Abstract

Medical Intelligence - MEDINT, as a relatively novel platform of intelligence, focuses on the public health as one of the most important and valuable social categories, while at the same time promoting a complex and diverse range of unconventional security risks and threats. In modern practice, basically we can recognize three applied forms of MEDINT: military (within the military intelligence and security sector), civil (as a segment of public security) and commercial (as personalized medical consulting service). This paper describes the fundamental elements of the historical genesis of MEDINT, as well as its evolution through the history of warfare and international conflicts focusing on its transfer from a military to a civil security-intelligence matrix. In addition, it promotes the five key areas of contemporary civil MEDINT: public health; agricultural resources; the environment; the health of prominent individuals (VIP health) and monitoring of dual use biotechnological R&D ( as well as their practical application). Also it shows the most significant features of MEDINT as one very specific form of contemporary intelligence.

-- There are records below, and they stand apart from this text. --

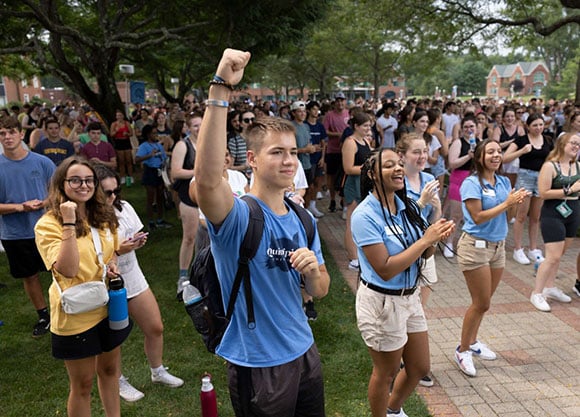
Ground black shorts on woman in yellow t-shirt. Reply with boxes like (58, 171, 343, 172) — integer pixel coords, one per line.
(51, 318, 133, 360)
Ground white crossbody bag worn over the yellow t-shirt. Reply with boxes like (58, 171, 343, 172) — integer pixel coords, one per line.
(52, 227, 109, 314)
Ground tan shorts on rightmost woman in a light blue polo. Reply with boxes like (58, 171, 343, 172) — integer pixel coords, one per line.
(457, 232, 505, 272)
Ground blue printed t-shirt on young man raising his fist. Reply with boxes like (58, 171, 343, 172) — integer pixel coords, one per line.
(208, 194, 324, 368)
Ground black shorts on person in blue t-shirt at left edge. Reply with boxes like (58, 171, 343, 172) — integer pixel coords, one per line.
(2, 239, 46, 278)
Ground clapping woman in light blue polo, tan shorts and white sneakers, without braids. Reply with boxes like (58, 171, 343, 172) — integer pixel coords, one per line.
(454, 139, 529, 376)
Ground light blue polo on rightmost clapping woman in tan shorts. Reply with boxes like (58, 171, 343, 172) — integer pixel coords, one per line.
(459, 175, 512, 242)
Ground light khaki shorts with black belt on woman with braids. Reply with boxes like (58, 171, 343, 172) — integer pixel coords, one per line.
(356, 284, 427, 352)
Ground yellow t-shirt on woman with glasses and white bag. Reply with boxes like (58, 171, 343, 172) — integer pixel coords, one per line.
(34, 213, 117, 336)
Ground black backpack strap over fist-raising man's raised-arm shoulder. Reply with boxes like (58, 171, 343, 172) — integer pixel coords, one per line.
(226, 196, 264, 329)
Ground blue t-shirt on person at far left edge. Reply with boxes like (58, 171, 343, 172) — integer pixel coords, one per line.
(0, 152, 56, 240)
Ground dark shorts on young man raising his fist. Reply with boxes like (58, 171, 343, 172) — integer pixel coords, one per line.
(228, 344, 325, 417)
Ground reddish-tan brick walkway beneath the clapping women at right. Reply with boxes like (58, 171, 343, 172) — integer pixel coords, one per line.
(318, 200, 580, 417)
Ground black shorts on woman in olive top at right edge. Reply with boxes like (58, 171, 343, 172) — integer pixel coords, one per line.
(540, 200, 580, 243)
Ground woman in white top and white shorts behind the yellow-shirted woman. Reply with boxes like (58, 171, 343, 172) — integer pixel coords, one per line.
(95, 165, 183, 402)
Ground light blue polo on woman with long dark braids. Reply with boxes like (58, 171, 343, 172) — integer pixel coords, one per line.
(351, 194, 423, 290)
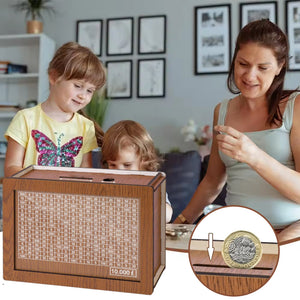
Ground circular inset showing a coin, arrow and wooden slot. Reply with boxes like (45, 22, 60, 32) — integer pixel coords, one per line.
(188, 206, 279, 296)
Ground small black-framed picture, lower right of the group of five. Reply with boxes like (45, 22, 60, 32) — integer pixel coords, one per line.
(137, 58, 166, 98)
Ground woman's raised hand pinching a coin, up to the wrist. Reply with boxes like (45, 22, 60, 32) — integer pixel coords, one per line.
(214, 125, 260, 166)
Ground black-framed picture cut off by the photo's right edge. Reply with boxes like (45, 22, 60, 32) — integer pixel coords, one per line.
(285, 1, 300, 71)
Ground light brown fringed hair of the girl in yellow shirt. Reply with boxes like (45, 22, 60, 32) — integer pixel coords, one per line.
(48, 42, 105, 89)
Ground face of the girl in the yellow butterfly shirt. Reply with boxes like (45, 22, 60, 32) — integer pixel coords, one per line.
(49, 76, 96, 113)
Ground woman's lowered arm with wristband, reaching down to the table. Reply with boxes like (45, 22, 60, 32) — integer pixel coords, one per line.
(174, 105, 226, 223)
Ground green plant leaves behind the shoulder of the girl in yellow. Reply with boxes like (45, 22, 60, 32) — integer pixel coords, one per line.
(84, 92, 109, 127)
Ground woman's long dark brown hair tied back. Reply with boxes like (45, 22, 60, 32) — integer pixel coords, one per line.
(227, 19, 295, 125)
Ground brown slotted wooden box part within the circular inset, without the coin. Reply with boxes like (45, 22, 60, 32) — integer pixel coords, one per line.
(189, 241, 279, 296)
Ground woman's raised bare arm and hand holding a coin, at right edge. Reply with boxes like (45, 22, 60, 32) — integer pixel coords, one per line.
(215, 96, 300, 203)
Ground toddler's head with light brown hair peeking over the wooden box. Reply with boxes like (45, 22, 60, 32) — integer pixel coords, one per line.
(102, 120, 159, 171)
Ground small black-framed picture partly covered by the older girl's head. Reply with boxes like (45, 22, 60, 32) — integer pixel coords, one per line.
(76, 20, 102, 56)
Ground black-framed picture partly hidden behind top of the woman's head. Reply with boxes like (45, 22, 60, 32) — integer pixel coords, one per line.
(240, 1, 277, 28)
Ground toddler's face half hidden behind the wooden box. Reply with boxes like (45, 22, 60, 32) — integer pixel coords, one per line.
(107, 146, 142, 171)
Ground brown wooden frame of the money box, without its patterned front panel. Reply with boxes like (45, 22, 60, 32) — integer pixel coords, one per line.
(3, 166, 166, 294)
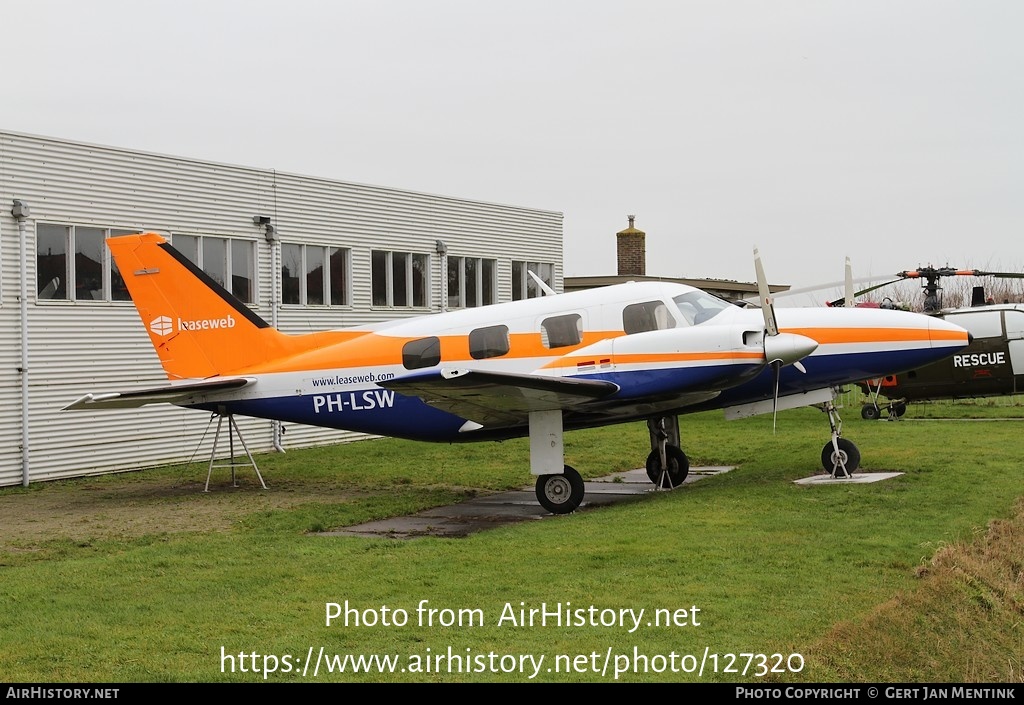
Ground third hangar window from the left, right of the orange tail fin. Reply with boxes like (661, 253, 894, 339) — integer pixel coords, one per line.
(281, 244, 349, 306)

With respect to the obvious comprehensiveness of the area of its operation, it is quite clear that MEDINT has to be based on the collection, processing and analysis of a huge amount of diverse information and data. Hence, its implementation requires the selection and engagement of experts of various profiles that must be carefully introduced into the intelligence community. Subsequently, this paper places and analyzes MEDINT within the context of the national security-intelligence community of the Republic of Serbia. It depicts the most significant challenges in the introduction of the topic of public health into the national security agenda, pointing out the lack of a legal framework and the importance of the support of key decision-makers. Finally, it emphasizes the importance of integrative implementation of MEDINT into the national intelligence community, which would functionally connect the state institutions of management as well as its security-intelligence subjects with the institutions of public health, civil society, and the academic community.